For all his old-school ways in some regards, the third-ranked Crimson Tide's coach Nick Saban has no aversion to playing freshmen - if he thinks they're ready. He'll send out a handful of youngsters Saturday night against No. 20 Wisconsin in Arlington, Texas in a billion dollar stadium on prime-time television.
The old adage that teams might lose a game for each freshman playing is even more outdated than, say, huddling in college football. That's even true for an Alabama program with five-star recruits dotting the roster from a string of top-rated signing classes.
''Way back in the day, I remember when Woody Hayes said, when freshmen weren't eligible, you lose one game for every sophomore that you play,'' the 63-year-old Saban said. ''We've changed quite a bit. I think that it's just the culture now relative to the number of guys you have on scholarship.''
Players come in expecting to play early. And redshirting is mainly for those who aren't immediately needed or just aren't ready. If a player can help the Tide win, the mind-set, Saban said, is ''let's just go ahead and play him.''
Alabama's inexperience extends well beyond the three quarterback contenders, two of whom haven't thrown a college pass.
Don't be surprised if tailback Damien Harris gets a few carries. Or if Calvin Ridley gets the ball thrown his way in his college debut. And 315-pound Daron Payne might just greet a ball carrier at the line.
Humphrey, a prized recruit last year, is expected to start at cornerback opposite Cyrus Jones. Pierschbacher is the first-team left guard. Fitzpatrick is battling fellow five-star prospect, sophomore Tony Brown, to be Humphrey's backup and is also listed as the starter at the star position.
Ridley is challenging sophomore Robert Foster for a starting spot at receiver.
Then there's Payne, one of the Tide's biggest recruits in both ranking and girth.
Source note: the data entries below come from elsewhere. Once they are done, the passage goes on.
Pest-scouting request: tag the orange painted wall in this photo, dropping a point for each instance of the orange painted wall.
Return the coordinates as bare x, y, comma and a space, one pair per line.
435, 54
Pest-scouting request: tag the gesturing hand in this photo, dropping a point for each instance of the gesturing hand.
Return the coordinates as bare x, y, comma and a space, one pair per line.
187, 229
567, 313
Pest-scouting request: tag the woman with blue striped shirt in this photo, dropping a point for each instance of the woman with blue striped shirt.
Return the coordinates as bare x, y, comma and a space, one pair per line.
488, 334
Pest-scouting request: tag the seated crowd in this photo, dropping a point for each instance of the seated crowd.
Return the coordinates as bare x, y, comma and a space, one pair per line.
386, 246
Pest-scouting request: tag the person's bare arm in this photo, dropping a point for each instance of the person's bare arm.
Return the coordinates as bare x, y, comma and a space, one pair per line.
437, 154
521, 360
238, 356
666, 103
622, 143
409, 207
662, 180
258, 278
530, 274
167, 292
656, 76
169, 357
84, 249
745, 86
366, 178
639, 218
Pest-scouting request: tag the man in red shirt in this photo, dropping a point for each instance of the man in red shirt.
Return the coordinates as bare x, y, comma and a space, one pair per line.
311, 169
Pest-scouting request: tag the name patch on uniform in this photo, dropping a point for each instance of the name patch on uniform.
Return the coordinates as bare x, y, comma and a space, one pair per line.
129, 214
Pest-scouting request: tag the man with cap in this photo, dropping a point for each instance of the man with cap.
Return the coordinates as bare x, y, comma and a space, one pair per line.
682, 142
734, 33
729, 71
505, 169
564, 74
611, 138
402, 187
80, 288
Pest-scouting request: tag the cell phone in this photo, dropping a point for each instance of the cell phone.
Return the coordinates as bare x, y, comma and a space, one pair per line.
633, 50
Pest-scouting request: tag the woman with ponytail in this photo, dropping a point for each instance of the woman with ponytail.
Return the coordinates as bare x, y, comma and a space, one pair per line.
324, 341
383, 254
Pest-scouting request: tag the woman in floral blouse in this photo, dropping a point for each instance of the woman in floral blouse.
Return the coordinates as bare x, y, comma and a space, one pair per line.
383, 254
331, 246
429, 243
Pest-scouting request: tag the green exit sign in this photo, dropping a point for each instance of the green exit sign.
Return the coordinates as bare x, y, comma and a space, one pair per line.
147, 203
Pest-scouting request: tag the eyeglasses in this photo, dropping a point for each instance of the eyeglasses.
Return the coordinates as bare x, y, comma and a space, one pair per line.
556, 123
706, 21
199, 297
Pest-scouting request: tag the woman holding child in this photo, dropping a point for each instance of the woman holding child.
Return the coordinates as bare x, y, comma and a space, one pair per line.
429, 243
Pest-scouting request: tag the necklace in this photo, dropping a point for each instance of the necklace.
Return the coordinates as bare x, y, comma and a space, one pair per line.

He's trying to beat out Darren Lake as the first-team nose guard on a deep defensive front where several former top prospects are subs.
''He's been a man-child,'' linebacker Reggie Ragland said of Payne. ''He came in and stepped up. He's been working hard, and coach Bo (Davis) has been on him because he knows he has to come in and play. So coach Bo has been on him, coach Saban has been on him, coach (Kirby) Smart has been on him, and he's been a man-child and doing what he has to do from day one since he got here.''
Defensive end A'Shawn Robinson led the team in sacks as a freshman, after all.
Harris is the latest in a line of top-rated tailbacks with a shot at immediate playing time, following Henry, Trent Richardson, T.J. Yeldon and the less-heralded Mark Ingram.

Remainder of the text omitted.